Public Transportation
Improving public transportation was the top local priority that came out of Fuller Democracy 2016, with 90% of participants rating it as the most important objective for Fingal. Indeed, a good, affordable public transportation system is both an important environmental and economic objective. The key issues in Fingal are: infrequent services and the practical inability to connect to other parts of Fingal without passing through Dublin. Even in the centre of Dublin, the transportation system is not joined up (for example, you have to walk at least 15 minutes to connect from the DART at Pearse Station to the LUAS Green line at St. Stephen’s Green).
The best way to resolve this is to build a wheel and spokes transportation system that covers the Greater Dublin Area, including Fingal.
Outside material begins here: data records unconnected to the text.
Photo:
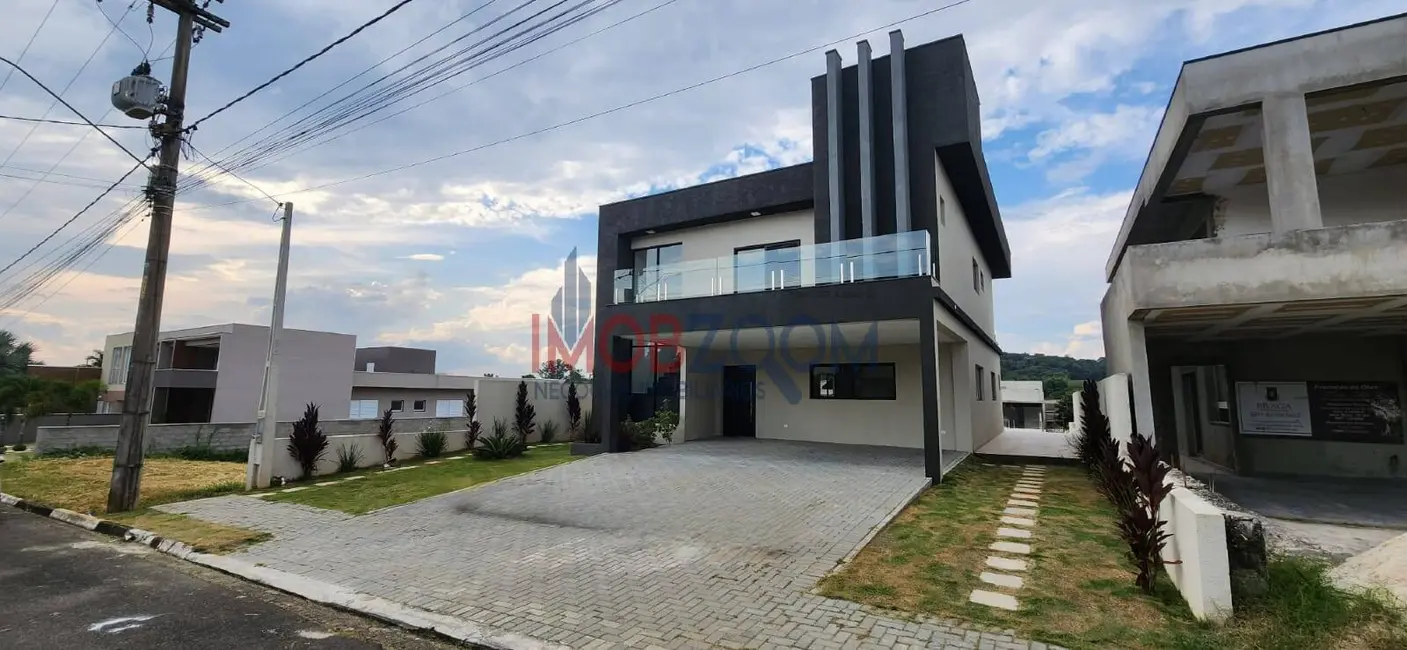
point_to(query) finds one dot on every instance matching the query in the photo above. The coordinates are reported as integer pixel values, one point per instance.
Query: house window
(853, 381)
(449, 408)
(365, 410)
(657, 273)
(1219, 396)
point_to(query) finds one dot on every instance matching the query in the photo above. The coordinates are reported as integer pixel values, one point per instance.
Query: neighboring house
(72, 374)
(1023, 404)
(215, 374)
(830, 301)
(1258, 284)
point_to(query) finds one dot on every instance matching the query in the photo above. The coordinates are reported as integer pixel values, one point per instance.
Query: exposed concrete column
(1289, 163)
(835, 161)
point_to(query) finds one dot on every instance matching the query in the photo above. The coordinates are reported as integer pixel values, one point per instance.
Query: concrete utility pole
(262, 448)
(161, 189)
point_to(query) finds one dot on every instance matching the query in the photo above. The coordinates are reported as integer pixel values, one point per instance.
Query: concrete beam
(1289, 163)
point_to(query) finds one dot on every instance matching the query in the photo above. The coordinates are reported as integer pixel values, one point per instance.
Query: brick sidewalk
(699, 545)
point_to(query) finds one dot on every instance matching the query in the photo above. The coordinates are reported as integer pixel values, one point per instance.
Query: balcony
(875, 258)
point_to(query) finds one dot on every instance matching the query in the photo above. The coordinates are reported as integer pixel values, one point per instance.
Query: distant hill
(1037, 367)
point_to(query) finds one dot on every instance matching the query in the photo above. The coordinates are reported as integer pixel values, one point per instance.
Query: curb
(313, 590)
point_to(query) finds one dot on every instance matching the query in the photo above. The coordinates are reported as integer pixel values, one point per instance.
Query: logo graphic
(570, 322)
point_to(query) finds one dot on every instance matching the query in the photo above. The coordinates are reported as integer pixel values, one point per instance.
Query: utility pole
(262, 448)
(161, 190)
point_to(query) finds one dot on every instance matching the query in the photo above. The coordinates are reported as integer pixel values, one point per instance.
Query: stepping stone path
(1017, 521)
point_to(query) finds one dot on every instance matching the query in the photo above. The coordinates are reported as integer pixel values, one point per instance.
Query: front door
(740, 401)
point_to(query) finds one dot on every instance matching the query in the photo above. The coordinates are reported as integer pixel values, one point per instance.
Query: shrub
(500, 445)
(386, 432)
(349, 457)
(588, 428)
(1140, 525)
(308, 445)
(573, 412)
(476, 428)
(429, 443)
(524, 415)
(549, 431)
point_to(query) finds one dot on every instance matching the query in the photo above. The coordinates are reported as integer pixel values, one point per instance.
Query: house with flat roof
(1258, 284)
(847, 300)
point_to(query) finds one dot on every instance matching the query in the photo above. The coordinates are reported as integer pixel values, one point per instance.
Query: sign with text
(1357, 411)
(1274, 408)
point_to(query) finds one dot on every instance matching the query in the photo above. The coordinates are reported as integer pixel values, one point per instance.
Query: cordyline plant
(386, 432)
(524, 415)
(1140, 525)
(573, 412)
(308, 443)
(474, 427)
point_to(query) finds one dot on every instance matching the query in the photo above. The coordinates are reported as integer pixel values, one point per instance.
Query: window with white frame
(449, 408)
(365, 410)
The wheel-and-spokes model is a standard of public transportation systems in major cities. Under this system one would have a ring line running at approximately the level of the outer fringes of Clontarf/Drumcondra/Cabra, with other lines passing though that ring as spokes, e.g. the existing train lines coming from Balbriggan and Maynooth respectively, a new line connecting Swords and Dublin Airport to the city centre, etc. Wherever two lines cross, there would be a hub where one can transfer lines. The spoke lines sometimes join up again, at points far outside of the city, creating additional loops that make transferring from one outer region to another even easier. This means smaller trains running more frequently, less congestion in the city centre, and shorter commute times, as people do not need to pass through the city centre bottleneck to get to their destination. We would basically be doing for public transportation what we have done for single vehicle transport with the M50. Indeed, the main wheel line could potentially be built somewhat further out of the city depending on costs and feasability.